Both Emery and his adversary, the agency’s executive director, Mina Malik, who filed the gender-bias suit less than 24 hours earlier, were supposed to attend a regular, monthly public meeting of the CCRB in Harlem Wednesday night.
But shortly before stepping down Emery emailed his staff telling them that the meeting was canceled. The subject line of his email read: “Mayor’s request,” another source told The Post.
De Blasio later announced that CCRB board member Deborah Archer would immediately take over as acting chair.
In announcing his departure, Emery referred to criticism that his acceptance of fees from his law firm — which files police misconduct claims against the city — clashes with his police watchdog function.
He also alluded to his controversial depiction of the cop union chiefs in February as “squealing like a stuck pig” over the apparent conflict of interest.

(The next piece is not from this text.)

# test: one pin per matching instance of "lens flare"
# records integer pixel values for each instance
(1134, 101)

“The issues of inhibitions on my law practice, several of my recent public statements and recent litigation have created daily distractions from the success of the CCRB,” Emery admitted.
Police union chief Patrick Lynch said that de Blasio handled Emery with kid gloves compared to how he treats wayward cops.
“Had a police officer made remarks similar to Mr. Emery’s on two occasions, that officer would have been harshly disciplined,” Lynch said. “The next CCRB chairperson should be held to the same high standards that police officers are.”
The brouhaha at the police watchdog group started last fall.
During a September conference call Malik claims Emery said, “I don’t know why everyone is acting like a bunch of pussies” when she and a female CCRB attorney clashed with the chairman over how to discipline two cops who punched a man on a gurney.
Emery, a prominent civil rights attorney, told The Post the remarks were actually meant for NYPD officials who were on the call.
“The comment was directed toward men who were acting cowardly in that particular case,” Emery said. “It had nothing to do with women.”
Malik’s attorney, Douglas Wigdor, applauded Emery’s resignation.
“We are pleased that filing this lawsuit had such a quick and positive impact on the CCRB, and by extension the entire city,” Wigdor said.